Creating a custom TCP protocol

Published: Mar 30, 2024

Creating a protocol for TCP with binary data to get live game data from game servers.

Background

To start with some background, I have a few L4D2 servers that periodically send a JSON POST to my admin panel, sending “live data”, such as online players, their healths, state (dead, incapped, etc.), so that you can basically see what’s happening in a game, live. Now this system is definitely not efficient, as I’m working with already made sourcemod extenstions. This system is constantly fetching the states on demand, serializing it in JSON, and creating an entire new HTTP request, every 5 seconds.
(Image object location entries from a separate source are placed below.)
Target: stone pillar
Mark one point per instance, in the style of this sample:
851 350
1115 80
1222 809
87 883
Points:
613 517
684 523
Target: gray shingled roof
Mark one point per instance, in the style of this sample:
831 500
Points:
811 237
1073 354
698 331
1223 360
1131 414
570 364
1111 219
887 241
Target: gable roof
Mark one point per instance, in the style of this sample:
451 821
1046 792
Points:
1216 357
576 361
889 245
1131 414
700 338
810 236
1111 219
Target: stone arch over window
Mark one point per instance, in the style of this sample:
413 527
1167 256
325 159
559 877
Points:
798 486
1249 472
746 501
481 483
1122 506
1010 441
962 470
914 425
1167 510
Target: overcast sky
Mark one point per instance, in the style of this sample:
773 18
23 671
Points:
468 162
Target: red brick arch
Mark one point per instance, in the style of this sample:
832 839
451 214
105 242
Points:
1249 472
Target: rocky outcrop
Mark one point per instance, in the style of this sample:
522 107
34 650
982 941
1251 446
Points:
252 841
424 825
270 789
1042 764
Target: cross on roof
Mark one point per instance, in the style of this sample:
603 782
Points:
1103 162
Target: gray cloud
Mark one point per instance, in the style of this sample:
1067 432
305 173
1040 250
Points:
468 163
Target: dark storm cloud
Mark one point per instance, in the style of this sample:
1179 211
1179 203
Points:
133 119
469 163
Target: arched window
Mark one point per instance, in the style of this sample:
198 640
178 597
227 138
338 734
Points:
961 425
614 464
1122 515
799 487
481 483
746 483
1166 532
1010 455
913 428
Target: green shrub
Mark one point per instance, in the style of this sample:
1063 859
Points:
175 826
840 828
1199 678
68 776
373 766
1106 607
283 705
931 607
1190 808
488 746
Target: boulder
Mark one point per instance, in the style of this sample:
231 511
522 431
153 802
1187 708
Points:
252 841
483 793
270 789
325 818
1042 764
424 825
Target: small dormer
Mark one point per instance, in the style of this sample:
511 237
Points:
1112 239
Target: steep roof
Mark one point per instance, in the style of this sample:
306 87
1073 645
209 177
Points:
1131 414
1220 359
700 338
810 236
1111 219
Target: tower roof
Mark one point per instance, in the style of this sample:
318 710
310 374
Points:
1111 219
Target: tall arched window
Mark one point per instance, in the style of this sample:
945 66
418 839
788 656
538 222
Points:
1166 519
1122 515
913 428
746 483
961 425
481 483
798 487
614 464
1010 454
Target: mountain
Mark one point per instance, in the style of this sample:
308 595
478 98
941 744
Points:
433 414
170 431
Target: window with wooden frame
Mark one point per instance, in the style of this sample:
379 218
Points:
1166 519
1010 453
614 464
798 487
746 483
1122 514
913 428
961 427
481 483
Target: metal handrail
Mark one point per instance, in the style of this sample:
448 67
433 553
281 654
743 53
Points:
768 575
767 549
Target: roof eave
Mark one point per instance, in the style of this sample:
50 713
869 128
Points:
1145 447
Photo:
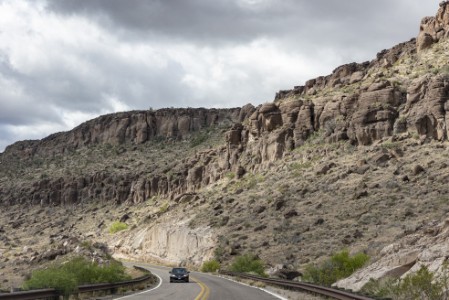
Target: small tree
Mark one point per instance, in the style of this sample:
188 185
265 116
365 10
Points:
338 266
210 266
117 226
248 263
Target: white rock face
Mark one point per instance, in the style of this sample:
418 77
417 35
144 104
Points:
428 247
169 242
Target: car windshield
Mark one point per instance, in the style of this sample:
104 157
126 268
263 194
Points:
179 271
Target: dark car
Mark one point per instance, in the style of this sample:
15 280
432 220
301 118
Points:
179 274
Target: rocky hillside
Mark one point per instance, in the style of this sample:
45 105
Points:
355 159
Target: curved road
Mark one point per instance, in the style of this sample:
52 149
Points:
201 287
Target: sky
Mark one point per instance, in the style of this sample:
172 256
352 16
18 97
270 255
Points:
63 62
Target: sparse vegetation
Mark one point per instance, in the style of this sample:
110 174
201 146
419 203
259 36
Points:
164 208
248 263
66 277
210 266
117 226
420 285
338 266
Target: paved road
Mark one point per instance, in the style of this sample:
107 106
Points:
201 287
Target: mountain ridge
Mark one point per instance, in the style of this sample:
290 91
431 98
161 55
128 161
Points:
318 169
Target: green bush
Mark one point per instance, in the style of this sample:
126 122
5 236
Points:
248 263
338 266
78 271
117 226
210 266
417 286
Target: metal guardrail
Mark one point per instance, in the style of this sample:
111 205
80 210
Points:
31 295
54 294
300 286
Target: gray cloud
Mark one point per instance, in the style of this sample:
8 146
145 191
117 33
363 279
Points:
63 61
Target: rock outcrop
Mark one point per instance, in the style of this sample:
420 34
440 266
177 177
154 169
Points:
427 247
167 242
433 29
134 127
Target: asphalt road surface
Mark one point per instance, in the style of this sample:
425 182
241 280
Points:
201 287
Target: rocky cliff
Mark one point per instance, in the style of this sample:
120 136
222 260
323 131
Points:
348 139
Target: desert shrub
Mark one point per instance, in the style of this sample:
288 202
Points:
210 266
199 138
163 208
117 226
68 276
417 286
338 266
248 263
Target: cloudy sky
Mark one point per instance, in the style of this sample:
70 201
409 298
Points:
63 62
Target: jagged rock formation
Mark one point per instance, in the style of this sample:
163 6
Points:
168 242
133 127
428 246
142 157
433 29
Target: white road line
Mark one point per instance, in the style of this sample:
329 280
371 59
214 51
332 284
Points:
160 282
266 291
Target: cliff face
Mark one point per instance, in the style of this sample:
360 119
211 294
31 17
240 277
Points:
135 127
179 157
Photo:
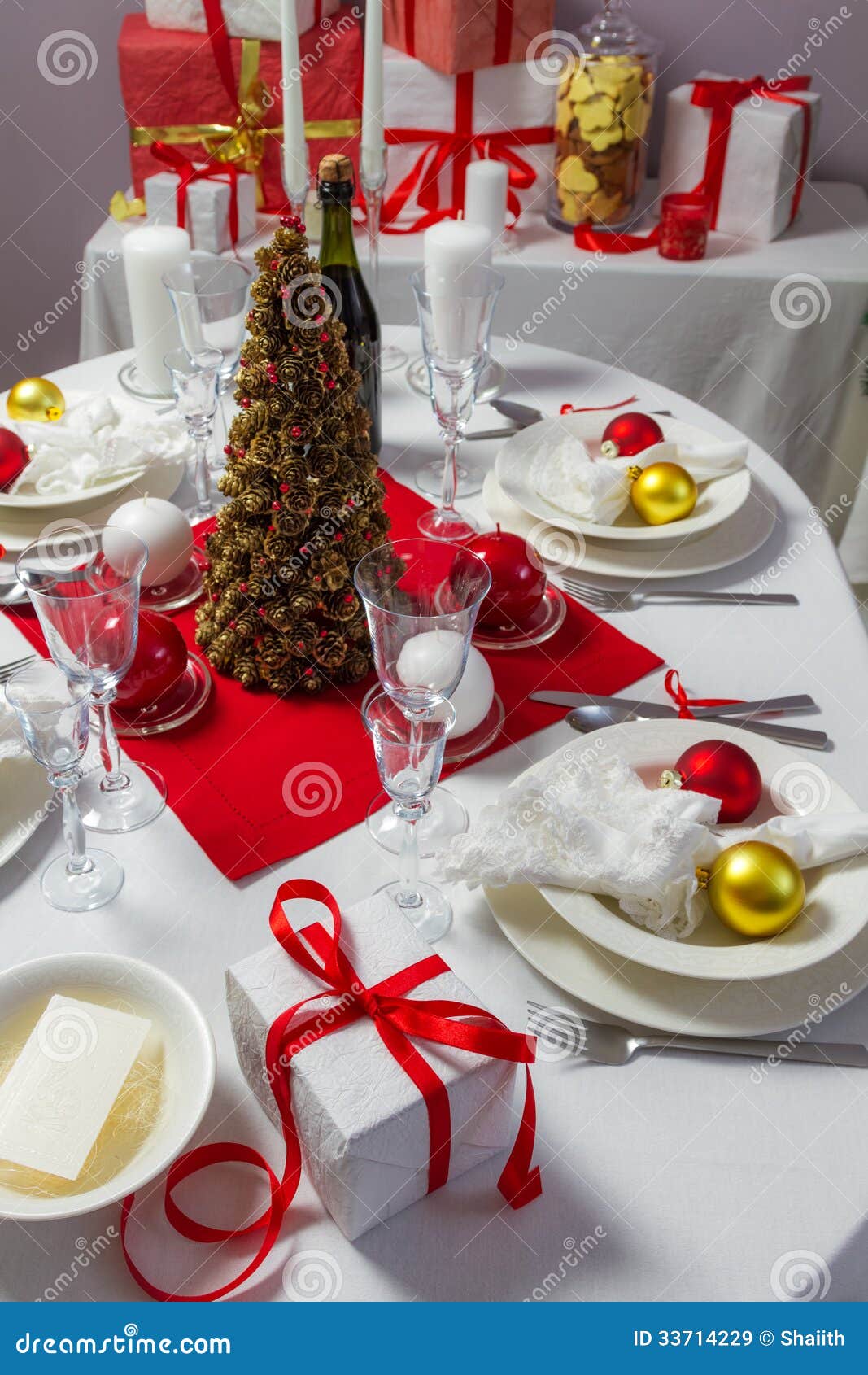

Now, that system had some optimizations - when there is no one viewing it, the interval increased but I never liked that it’s sending these huge blobs of data. The data never had to travel in the internet, both the panel and servers are hosted on the same server, but still, it’s inefficient.

The new system

So I started with a system that I already had some goals in mind. I already had my panel connected to rcon, and I could host a server, but I didn’t want the panel to have to remember each server’s “live” port.

Goals

  • The panel itself hosted the server, so only one port was needed (to be remembered that is)
  • Partial changes could be sent (player took damage, map changed, an enemy spawned, etc)

So the basic implementation worked simply, the game server would establish a TCP connection to the panel, and then anytime an event happened, it would send a packet which consisted of a header and then 1 or more records. The header contained a byte for the version, and then a null-terminated string for the server’s ID that gets mapped on the panel.

I intially hoped to use UDP, as well I didn’t care if a packet was dropped as in less than a minute, more than likely, it will be stale. Unfortunately, UDP did not seem to work and was very hard to debug issues with (oh, and there were plenty of issues).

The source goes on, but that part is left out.